Here is the question I'd greatly appreciate help on:
(a) Use the Euclidean Algorithm to compute gcd ($2018, 271$) and use that to find integers $x$ and $y$ so that gcd ($2018, 271$) = $2018x + 271y$.
I've done this part. gcd($2018, 271$) = $1$ = $2018 * 56 + 271 * (-417)$
$(x = 56, y = -417)$
(I will edit in all of the algorithm's steps if needed!)
I'm having trouble with part (b):
(b) Use part (a) to determine whether $271$ is invertible modulo $2018$, and if it is invertible, find an inverse a of $271$ modulo $2018$ so that $0 < a < 2018$. Explain why your answer is an inverse of $271$ modulo $2018$ using the definition of an inverse modulo n.
I know that $271$ is invertible modulo $2018$ if and only if there exists an integer $t$ so that $271 * t ≡ 1 (mod 2018)$, and that t is an inverse of $271$ modulo $2018$.

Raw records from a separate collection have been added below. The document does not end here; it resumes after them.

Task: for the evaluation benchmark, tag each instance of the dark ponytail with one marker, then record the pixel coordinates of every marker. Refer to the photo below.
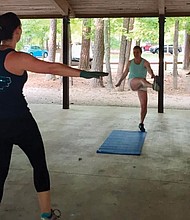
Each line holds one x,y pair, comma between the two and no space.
8,23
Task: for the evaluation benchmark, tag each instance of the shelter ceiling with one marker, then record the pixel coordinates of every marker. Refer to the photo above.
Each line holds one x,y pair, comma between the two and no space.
95,8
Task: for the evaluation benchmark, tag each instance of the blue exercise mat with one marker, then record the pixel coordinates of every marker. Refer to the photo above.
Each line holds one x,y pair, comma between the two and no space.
123,142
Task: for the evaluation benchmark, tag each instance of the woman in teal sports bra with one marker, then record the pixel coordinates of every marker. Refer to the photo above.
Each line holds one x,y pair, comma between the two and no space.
137,69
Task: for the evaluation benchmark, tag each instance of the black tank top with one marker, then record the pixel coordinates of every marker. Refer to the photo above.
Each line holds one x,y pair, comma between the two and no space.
12,100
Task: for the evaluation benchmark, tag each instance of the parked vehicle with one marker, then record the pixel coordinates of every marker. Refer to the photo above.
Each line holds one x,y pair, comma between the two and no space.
35,51
75,52
167,49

However, I just got this from class lecture and don't really know what this means on a conceptual level, and how to apply it to this question.
Thank you.
We have $$1=2018(56)+271(-417)$$
Hence $$1\equiv 2018(56)+271(-417) \pmod{2018}$$
$$1\equiv 271(-417) \pmod{2018}$$
Hence $-417 \equiv 2018-417\pmod{2018}$ is its inverse.